CÓDIGO: MICOL
EXAME: CULTURA MICOLÓGICA

MATERIAL: DIVERSOS
MEIO(S) DE COLETA: Frasco estéril 

PRAZO: 5 dias úteis
MÉTODO: CULTURA EM  MEIOS ESPECÍFICOS

Instruções de preparo
Medicação: De acordo com orientação médica.
 
*Fontes potenciais de variabilidade:
Amostras de pacientes sob uso de antifúngicos por período maior do que 7 dias;
Medicamentos (cremes, pomadas, soluções) utilizados até 1 semana antes da coleta;
Inibição do desenvolvimento do fungo de interesse clínico devido crescimento competitivo de outros micro-organismos contaminantes da amostra. 

Instruções de coleta
Pacientes que estejam fazendo uso de qualquer medicamento antifúngico devem suspender o uso por pelo menos uma semana antes da coleta. Para lesões descamativas deve-se suspender o uso de cremes, pomadas e hidratantes pelo menos um dia antes da coleta. Em caso de raspado de unha, deve-se retirar o esmalte pelo menos três dias antes da coleta.

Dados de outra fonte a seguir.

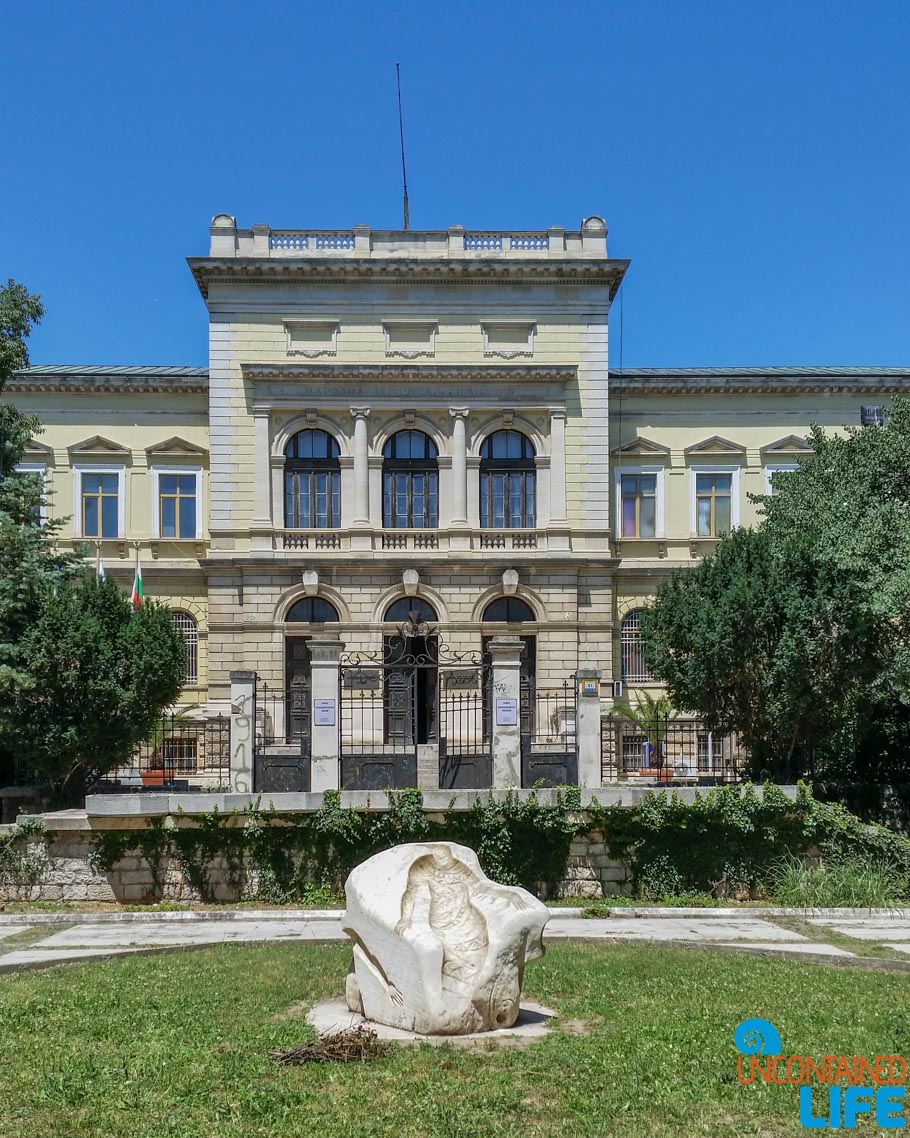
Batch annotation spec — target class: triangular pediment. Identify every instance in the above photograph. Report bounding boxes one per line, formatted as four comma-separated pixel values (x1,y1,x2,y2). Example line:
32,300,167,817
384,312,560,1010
685,435,746,457
613,438,670,457
67,435,130,454
761,435,816,457
146,435,208,457
23,438,53,459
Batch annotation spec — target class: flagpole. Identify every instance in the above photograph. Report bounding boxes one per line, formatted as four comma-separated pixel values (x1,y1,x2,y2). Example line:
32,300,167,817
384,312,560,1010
395,60,410,229
130,542,142,612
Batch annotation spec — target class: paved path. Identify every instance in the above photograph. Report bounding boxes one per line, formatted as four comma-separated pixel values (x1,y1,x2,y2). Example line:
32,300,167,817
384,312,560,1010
0,907,910,972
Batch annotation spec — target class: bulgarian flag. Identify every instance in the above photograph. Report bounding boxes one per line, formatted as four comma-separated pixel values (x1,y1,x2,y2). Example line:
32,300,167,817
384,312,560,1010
130,558,146,612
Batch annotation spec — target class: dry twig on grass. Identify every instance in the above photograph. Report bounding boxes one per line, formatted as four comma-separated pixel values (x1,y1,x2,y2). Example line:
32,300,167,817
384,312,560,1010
266,1024,389,1066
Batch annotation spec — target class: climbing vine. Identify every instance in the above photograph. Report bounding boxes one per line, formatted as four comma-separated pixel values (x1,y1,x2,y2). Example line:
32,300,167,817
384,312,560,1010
83,784,910,905
0,818,48,889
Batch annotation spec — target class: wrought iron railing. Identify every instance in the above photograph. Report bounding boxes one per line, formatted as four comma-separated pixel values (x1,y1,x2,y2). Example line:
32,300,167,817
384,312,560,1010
99,711,231,790
601,715,747,784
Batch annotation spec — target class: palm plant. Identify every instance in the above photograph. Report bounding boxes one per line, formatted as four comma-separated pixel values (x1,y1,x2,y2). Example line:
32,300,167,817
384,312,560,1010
610,692,678,767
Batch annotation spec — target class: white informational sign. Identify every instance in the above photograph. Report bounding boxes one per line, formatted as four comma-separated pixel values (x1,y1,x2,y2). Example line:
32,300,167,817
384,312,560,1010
313,700,334,727
496,700,519,727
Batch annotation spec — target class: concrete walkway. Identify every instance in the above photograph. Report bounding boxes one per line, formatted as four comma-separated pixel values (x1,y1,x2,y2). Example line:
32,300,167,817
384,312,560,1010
0,907,910,972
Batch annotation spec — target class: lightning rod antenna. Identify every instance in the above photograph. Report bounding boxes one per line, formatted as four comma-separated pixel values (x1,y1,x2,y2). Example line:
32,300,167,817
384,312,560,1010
395,59,408,229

Deve-se realizar a assepsia da área da lesão com álcool 70%.
– A coleta de raspado realizada com o auxilio de um bisturi, sempre nas bordas da lesão e o material neste caso pode ser capturado com o auxilio de uma placa de petri ou um envelope de cor escura. Em casos de suspeita de infecção do folículo piloso ou do próprio pelo ou cabelo, realizar a coleta dos fios por inteiro, retirados da raiz com o auxilio de uma pinça estéril. Em casos de alopecia, raspar também áreas descamativas do couro cabeludo, nas bordas das lesões e colocar junto com os pêlos na placa de Petri.
– Para secreções de mucosas a coleta pode ser realizada com swab e acondicionada em meio de transporte Stuart.
– Líquor, líquidos cavitários e tecidos (biópsia) devem ser coletados por procedimento médico e encaminhados em frasco estéril.
– Urina e fezes podem ser coletadas pelo próprio paciente, realizando a assepsia da área genital, e devem ser acondicionadas em frasco estéril.
– Secreções de feridas, abscessos e úlceras devem ser coletadas por aspiração e encaminhadas em frasco estéril ou na própria seringa. 
– Para coleta de escarro o paciente deve higienizar a cavidade bucal e a orofaringe com escovamento dos dentes com pasta dental e gargarejos com um antisséptico ou água, imediatamente antes da coleta. O material pode ser colhido mediante expectoração deve ser espontânea ou induzida.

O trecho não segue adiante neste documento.